Los dos esposos entraron en la casa. Se quitaron a toda prisa los vestidos de fiesta y corrieron hacia las dunas que parecían enormes ondas de arena paralizadas bruscamente. La hierba y la avena loca, con sus rudos tallos verdeazulados, contrastando con el blanco del suelo, ponían una nota de color en el paisaje. Acudieron algunos vecinos y se ayudaron mutuamente a retirar más adentro los botes. El viento arreciaba, y el frío se hacía más intenso. Al regresar por entre las dunas, las arenas y piedrecitas les azotaban el rostro. Las olas encrespadas avanzaban cubiertas de blanca espuma.

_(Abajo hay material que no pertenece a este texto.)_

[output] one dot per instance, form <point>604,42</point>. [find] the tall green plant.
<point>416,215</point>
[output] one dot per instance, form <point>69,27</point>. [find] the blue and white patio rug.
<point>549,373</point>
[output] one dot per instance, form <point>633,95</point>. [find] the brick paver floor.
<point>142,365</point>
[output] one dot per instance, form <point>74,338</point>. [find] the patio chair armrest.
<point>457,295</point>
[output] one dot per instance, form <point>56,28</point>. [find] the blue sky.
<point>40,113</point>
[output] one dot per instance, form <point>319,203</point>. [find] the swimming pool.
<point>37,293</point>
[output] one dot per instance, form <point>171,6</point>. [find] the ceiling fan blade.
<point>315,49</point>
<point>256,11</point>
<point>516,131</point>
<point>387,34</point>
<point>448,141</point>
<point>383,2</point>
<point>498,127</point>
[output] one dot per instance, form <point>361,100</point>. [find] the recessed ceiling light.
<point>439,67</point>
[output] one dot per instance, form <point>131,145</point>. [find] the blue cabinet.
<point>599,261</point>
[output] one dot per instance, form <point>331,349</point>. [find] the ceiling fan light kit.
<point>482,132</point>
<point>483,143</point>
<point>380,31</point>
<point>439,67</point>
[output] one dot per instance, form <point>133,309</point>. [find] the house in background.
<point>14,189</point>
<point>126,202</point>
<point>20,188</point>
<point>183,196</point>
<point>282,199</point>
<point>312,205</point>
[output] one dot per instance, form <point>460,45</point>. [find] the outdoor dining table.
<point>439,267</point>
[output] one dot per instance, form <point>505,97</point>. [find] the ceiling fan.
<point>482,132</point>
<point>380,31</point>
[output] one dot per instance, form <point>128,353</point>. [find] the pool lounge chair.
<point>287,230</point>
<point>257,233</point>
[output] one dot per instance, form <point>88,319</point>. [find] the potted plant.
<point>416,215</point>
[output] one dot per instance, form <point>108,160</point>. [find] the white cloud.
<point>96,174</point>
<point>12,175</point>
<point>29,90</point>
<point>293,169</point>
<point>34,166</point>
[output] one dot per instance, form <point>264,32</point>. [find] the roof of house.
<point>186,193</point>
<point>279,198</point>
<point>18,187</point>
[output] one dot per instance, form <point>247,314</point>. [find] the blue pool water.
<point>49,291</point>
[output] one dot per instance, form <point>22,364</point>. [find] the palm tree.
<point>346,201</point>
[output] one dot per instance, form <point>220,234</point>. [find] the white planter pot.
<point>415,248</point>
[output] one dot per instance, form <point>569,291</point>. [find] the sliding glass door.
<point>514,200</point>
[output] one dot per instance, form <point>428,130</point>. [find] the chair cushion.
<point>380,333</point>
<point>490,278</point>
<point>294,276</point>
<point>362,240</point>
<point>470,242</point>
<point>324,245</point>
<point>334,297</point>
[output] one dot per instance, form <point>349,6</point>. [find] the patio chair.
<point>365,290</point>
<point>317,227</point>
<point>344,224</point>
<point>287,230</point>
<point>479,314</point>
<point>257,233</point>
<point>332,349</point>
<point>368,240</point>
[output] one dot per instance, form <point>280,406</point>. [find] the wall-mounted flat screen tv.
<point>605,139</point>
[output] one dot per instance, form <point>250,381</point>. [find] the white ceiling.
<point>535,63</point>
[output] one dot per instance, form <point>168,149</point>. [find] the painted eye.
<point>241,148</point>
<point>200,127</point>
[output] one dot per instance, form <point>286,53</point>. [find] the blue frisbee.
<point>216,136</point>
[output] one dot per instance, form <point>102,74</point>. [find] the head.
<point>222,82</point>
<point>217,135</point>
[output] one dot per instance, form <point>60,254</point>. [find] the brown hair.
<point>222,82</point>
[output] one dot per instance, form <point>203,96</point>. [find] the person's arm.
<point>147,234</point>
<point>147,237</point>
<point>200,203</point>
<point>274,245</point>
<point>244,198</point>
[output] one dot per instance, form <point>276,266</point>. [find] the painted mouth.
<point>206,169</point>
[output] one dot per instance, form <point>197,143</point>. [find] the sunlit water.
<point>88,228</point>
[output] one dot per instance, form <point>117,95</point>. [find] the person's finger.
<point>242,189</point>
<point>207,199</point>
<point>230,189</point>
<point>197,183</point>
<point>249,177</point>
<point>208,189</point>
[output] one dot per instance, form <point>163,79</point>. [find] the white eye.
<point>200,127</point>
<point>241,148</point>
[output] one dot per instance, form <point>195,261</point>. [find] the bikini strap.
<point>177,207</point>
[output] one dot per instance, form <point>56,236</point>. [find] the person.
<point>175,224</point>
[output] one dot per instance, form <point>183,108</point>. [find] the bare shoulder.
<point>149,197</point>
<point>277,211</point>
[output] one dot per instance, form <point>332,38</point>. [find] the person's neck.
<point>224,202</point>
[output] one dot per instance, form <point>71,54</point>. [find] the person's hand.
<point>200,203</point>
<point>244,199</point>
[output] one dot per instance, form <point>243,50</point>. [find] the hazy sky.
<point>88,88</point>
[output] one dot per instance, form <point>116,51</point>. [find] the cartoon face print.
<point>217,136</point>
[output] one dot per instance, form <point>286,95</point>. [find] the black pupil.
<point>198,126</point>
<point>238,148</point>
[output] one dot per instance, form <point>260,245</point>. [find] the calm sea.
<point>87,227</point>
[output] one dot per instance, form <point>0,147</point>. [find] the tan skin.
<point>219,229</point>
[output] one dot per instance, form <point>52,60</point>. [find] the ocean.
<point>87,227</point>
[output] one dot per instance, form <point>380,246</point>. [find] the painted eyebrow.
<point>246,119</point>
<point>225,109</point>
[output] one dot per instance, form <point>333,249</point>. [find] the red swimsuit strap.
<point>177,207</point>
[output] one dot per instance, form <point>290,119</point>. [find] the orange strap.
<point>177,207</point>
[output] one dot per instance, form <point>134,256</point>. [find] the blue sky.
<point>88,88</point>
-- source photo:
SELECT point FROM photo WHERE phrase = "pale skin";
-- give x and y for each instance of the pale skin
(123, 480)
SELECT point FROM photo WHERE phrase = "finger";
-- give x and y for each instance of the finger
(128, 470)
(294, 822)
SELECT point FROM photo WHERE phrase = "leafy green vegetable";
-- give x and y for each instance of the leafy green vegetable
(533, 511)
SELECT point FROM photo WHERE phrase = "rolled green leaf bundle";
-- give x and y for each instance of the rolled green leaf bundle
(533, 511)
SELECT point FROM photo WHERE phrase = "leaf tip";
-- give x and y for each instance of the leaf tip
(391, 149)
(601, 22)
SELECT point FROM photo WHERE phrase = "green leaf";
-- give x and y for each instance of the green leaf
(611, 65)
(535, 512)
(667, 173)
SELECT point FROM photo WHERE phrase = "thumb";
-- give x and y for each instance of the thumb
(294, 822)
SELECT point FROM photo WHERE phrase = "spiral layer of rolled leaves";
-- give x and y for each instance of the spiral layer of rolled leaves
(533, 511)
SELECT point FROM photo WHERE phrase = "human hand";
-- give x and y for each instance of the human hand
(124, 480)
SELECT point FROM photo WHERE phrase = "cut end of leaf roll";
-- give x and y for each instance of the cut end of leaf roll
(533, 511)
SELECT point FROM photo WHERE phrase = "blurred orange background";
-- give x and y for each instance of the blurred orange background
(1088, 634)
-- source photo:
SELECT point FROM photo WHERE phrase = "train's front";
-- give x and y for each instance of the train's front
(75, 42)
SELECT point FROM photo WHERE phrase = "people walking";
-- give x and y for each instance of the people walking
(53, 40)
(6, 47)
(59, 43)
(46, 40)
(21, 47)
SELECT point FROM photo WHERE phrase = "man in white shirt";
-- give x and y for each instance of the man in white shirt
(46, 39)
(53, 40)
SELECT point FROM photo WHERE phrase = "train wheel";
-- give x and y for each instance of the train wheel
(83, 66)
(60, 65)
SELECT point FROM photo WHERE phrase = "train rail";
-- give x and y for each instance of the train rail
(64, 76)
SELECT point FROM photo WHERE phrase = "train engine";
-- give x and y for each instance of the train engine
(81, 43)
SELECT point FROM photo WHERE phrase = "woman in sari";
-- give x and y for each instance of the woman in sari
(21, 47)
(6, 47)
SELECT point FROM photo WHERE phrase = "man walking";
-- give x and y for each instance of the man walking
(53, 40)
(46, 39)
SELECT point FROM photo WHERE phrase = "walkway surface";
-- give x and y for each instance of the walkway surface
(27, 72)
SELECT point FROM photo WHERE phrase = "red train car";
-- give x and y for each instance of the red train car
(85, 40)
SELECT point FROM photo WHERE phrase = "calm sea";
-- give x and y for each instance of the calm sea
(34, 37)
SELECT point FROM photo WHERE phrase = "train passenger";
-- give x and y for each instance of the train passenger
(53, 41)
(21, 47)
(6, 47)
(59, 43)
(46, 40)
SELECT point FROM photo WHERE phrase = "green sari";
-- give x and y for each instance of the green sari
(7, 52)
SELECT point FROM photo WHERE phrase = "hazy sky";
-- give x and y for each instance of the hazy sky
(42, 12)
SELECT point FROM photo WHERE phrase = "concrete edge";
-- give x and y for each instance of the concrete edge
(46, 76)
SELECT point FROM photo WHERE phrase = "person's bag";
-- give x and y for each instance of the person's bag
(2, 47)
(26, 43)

Y el viento, al barrer sus crestas, enviaba a gran distancia el agua pulverizada.
Llegó el crepúsculo; un silbido, que crecía por momentos, llenó el aire; parecía un aullido, el lamento de mil demonios desesperados. Este horrible ruido dominaba el del mar, aunque la casa estaba muy cerca de la playa. La arena tamborileaba en los cristales de las ventanas y de vez en cuando llegaba una ráfaga que estremecía la casa hasta sus cimientos. La oscuridad era absoluta, pero a medianoche salió la luna.
El cielo se fue aclarando, sin que en el mar profundo y negruzco cediera la tempestad. Los pescadores se habían acostado temprano, pero no había manera de pegar un ojo, con aquel tiempo abominable. De pronto, alguien golpeó en la ventana, se abrió la puerta y una voz gritó:
-¡Un gran barco ha encallado en el último arrecife!
Todos los pescadores saltaron del lecho y se vistieron rápidamente.
La luz de la luna hubiera bastado para hacer visibles todas las cosas, de no haber sido por los torbellinos de arena que cegaban los ojos. Había que agarrarse, para no ser arrastrado por el viento; había que avanzar a rastras, aprovechando el intervalo entre dos ráfagas. Del otro lado de las dunas, la espuma y el agua pulverizada se elevaban en el aire como plumas de cisne, mientras las olas se precipitaban contra la costa en furiosa catarata. Sólo un ojo muy avezado podía descubrir el barco encallado. Era un magnífico velero de tres palos. En aquel preciso momento, el mar lo levantó por encima del arrecife, a tres o cuatro brazos de tierra; arrojado hacia la orilla, quedó embarrancado en el segundo escollo. No se podía pensar en auxiliarlo, el mar estaba demasiado embravecido. Las olas batían el navío y barrían su cubierta, saltando por la banda opuesta. Los aldeanos creyeron oír voces de socorro, gritos de mortal angustia; veían ajetrearse a los tripulantes, en inútil actividad. De súbito, llegó una oleada gigantesca que, cual peñasco asolador, se precipitó contra el bauprés, y lo arrancó de cuajo, levantando la popa a gran altura sobre el agua. Se entrevió entonces cómo dos personas saltaban al mar, cogidas del brazo. Unos minutos después, una de las olas más furiosas que fue a romper en las dunas, arrojó a la playa un cuerpo: una mujer. La dieron por muerta. Unas mujeres la recogieron y creyeron observar en ella un soplo de vida. Por encima de las dunas la llevaron a la casa de los pescadores. Era hermosa y delicada; seguramente una dama de alcurnia.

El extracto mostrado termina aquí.